2  Experiment 2

Effects of a PSA and Usage Modeling on Memory and Written Production


2.1 Motivation

The results of Experiment 1 suggest that people can learn to associate pronouns with a person, but that accuracy for they/them remains lower than for he/him and she/her. Although remembering which characters used they/them was a strong predictor of producing singular they, accuracy in the sentence completion task was significantly lower than in the multiple-choice memory task. Experiment 2 investigated what kinds of exposure can support accurately remembering and producing singular they. The first factor tested is the role of conceptual knowledge about singular they and discussing gendered language preferences. Recent results show that participants are more likely to interpret they as the intended singular, instead of plural, after being told explicitly that the character uses they/them pronouns (Arnold et al., 2021) (see Section 0.4.4). This is also supported by prior experiments about the generic masculine: When a course instructor included information about why they would be using generic she instead of generic he (Adamsky, 1981), and when alternatives were taught as options to students (Flanagan & Todd-Mancillas, 1982), students were less likely to use generic he in their assignments and more likely to use gender-neutral alternatives or generic she. Similarly, in German (where nouns are gender-marked) reading brief arguments in favor of gender-neutral language increased participants’ use of gender-neutral generic nouns (Koeser & Sczesny, 2014).
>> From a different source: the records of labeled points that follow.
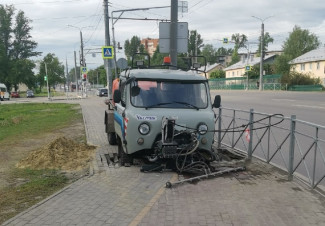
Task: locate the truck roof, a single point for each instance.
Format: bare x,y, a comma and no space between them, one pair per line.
156,74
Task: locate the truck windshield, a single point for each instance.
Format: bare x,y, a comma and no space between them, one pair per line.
168,94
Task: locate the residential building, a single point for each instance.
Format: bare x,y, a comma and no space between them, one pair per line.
211,68
150,45
312,62
238,69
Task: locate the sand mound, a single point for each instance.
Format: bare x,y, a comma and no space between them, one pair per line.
62,153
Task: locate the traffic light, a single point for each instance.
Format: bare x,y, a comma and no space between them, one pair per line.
248,68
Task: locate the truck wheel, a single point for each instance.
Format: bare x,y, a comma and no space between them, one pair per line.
121,154
124,159
111,138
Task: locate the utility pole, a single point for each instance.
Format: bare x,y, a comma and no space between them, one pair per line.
262,58
67,81
262,51
173,31
75,70
47,82
107,43
82,60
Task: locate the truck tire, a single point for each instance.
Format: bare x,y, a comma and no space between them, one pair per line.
124,159
111,138
122,155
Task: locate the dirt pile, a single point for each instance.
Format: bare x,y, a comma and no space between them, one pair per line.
62,153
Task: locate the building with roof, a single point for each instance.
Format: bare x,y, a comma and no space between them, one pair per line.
312,62
238,69
211,68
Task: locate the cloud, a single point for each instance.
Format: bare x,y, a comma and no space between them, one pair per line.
212,19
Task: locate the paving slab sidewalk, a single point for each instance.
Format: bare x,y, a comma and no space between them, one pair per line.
124,196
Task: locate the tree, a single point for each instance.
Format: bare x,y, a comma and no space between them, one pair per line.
55,70
223,51
16,47
266,41
299,42
240,42
209,52
157,57
218,74
194,43
132,47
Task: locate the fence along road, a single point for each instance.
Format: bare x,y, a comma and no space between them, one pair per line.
296,145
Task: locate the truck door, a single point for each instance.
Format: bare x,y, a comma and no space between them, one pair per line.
119,114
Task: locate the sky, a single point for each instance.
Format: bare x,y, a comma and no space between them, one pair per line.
57,23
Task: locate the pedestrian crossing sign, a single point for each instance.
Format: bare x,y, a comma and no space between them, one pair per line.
84,70
248,68
107,52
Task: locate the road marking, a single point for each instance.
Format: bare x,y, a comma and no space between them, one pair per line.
308,106
283,100
150,204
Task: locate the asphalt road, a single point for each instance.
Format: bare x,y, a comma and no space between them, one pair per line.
307,106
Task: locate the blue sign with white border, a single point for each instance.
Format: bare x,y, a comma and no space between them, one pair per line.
107,52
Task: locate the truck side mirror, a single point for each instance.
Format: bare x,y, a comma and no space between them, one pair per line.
217,101
117,96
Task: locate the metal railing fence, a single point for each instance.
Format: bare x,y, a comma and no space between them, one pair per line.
296,146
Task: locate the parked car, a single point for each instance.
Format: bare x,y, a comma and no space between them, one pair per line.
103,93
29,93
15,94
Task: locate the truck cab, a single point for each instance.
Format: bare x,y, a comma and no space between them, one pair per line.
162,114
4,94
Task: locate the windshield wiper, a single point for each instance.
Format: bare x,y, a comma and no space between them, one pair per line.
156,105
187,104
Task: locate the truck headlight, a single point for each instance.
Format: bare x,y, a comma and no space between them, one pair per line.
202,128
144,128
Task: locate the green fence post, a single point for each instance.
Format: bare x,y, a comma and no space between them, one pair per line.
292,146
219,128
251,127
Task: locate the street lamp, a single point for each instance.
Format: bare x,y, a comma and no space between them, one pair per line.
117,18
82,60
262,55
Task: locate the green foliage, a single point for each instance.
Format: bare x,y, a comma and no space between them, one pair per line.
240,42
39,184
266,41
34,119
223,51
16,47
194,43
299,42
210,53
158,57
296,78
55,71
235,58
218,74
133,46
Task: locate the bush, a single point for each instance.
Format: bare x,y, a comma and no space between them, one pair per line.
296,78
218,74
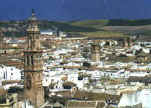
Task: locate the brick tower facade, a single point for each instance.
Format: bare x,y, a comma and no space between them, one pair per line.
1,40
33,65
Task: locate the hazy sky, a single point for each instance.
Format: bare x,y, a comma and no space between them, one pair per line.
76,9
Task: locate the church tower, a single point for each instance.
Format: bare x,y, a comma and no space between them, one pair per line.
1,40
95,52
33,64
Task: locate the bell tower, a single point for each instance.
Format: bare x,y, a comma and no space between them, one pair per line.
33,64
1,40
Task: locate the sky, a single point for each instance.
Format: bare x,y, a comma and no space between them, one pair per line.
75,9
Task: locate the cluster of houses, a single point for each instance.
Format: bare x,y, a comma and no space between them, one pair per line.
70,64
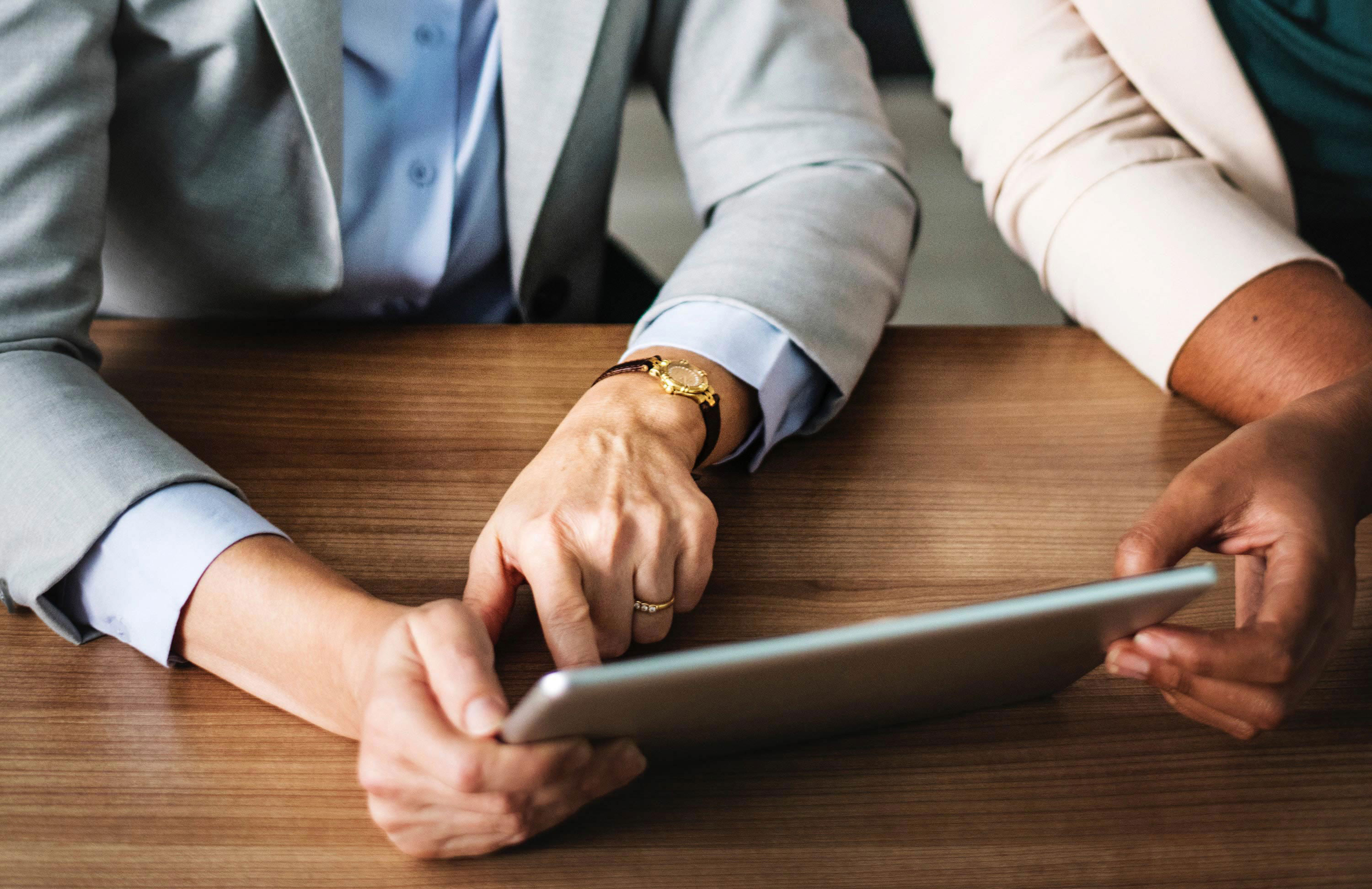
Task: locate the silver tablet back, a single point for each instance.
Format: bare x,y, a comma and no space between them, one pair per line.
747,695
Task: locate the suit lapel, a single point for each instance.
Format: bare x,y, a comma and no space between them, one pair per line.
1182,64
547,54
309,39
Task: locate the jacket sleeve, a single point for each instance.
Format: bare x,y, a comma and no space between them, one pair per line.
809,214
73,453
1127,225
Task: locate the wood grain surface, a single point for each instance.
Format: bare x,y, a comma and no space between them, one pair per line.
972,464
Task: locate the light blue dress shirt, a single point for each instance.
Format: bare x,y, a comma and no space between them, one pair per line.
423,230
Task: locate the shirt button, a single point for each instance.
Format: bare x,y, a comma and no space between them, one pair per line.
429,35
423,175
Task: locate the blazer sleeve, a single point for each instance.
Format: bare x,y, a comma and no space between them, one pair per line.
73,453
1127,225
809,214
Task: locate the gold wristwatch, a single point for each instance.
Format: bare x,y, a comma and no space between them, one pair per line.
680,378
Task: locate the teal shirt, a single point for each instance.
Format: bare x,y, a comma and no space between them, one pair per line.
1309,62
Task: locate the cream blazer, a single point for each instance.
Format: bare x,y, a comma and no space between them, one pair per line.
1123,157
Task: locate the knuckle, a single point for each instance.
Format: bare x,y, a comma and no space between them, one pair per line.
508,804
374,777
512,826
652,632
467,776
1271,712
547,533
1281,667
1139,542
570,612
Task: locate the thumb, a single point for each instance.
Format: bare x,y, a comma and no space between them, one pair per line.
1186,516
460,667
490,586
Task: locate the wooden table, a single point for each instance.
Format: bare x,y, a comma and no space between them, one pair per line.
972,464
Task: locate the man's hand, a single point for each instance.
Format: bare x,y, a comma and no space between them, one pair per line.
437,781
415,685
1285,496
608,512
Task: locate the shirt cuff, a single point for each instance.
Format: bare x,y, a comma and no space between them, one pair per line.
138,578
789,385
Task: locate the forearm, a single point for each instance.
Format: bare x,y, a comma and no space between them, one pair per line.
282,626
1289,332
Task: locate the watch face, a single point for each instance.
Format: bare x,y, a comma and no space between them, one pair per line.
686,376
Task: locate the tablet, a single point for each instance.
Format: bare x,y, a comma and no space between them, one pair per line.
745,695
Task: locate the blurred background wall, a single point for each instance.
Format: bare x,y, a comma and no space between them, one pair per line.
961,273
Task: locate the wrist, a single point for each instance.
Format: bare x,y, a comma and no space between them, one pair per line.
636,405
367,625
1344,416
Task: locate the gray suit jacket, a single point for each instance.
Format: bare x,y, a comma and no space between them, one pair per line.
182,158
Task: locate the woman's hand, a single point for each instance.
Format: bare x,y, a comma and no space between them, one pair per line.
1283,496
607,514
437,780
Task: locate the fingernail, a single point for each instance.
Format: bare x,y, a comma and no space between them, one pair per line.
1154,644
1128,664
485,715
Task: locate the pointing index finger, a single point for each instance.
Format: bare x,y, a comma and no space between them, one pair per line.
556,581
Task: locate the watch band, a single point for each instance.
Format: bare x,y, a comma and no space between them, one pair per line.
710,412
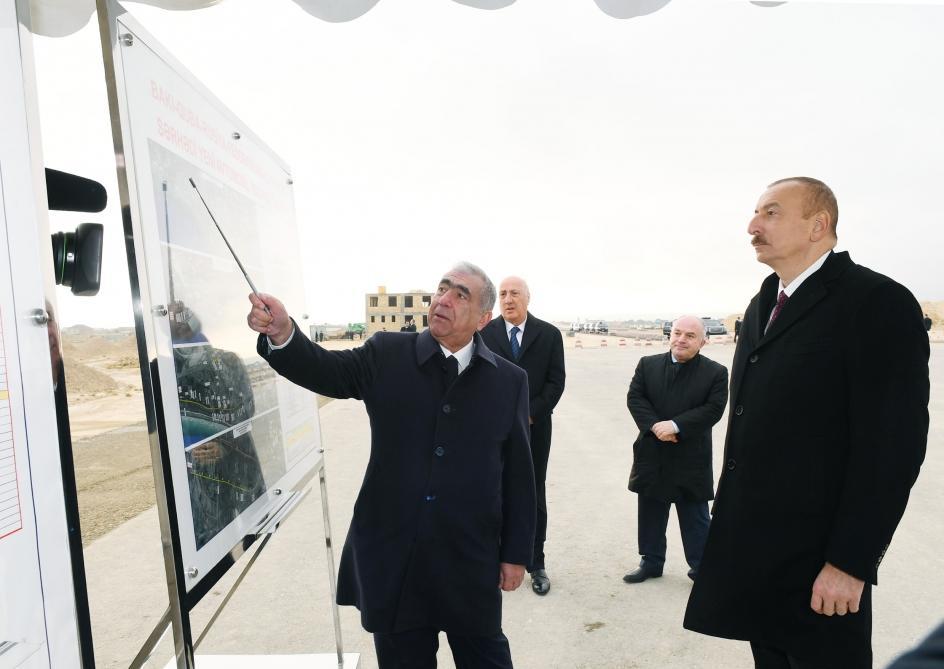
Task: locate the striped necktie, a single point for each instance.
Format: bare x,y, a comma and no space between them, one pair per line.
513,340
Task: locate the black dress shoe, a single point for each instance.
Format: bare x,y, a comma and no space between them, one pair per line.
640,575
540,583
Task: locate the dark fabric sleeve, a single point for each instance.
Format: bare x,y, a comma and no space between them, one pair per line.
339,374
696,421
553,387
888,427
637,399
928,655
519,508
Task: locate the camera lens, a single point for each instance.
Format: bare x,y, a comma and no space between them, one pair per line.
77,258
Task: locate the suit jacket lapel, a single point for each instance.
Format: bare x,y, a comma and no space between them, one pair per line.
811,291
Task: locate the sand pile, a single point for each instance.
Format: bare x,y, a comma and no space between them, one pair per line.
84,382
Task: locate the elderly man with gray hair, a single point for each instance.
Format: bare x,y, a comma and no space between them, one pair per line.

The second factor tested is exposure. As singular they becomes more common and accepted (Balhorn, 2004; Camilliere et al., 2021; Hekanaho, 2020; Minkin & Brown, 2021; Parker et al., 2019), speakers are increasingly likely to be exposed to it via media and social circles, and many of these instances do not come prefaced with a discussion about pronouns or gender identity. Potentially-comparable results from studies about non-sexist language reforms are mixed: students who saw alternatives to generic masculine forms modeled in task instructions increased their use of non-sexist forms, but did not decrease their use of generic masculine forms (Cronin & Jreisat, 1995). In German, women were more likely to use alternatives to generic masculine role nouns after reading a text modeling them, but men did not change their language use until the instructions drew their attention to the gendered language used (Koeser et al., 2015).

2.2 Methods

The design and analysis plan were preregistered on the Open Science Framework. Materials, de-identified data, and analysis code are available at this dissertation’s Github repository.

2.2.1 Participants

427 responses were collected from Amazon Mechanical Turk, completing a task that took approximately 20 minutes. Participants were required to be in the U.S. and comfortable reading and writing in English. 107 participants were excluded for nonsensical responses in the sentence completion task, for a total of 320 participants in the final data set. As in Experiment 1, participants were asked about their age (Mage = 38.79, SDage = 11.54), gender (194 male, 125 female, 1 did not provide), and English experience (304 “native (learned from birth)”, 14 “fully competent, but not native”, 1 “limited but adequate competence”, 1 “some familiarity”) in order to characterize the sample.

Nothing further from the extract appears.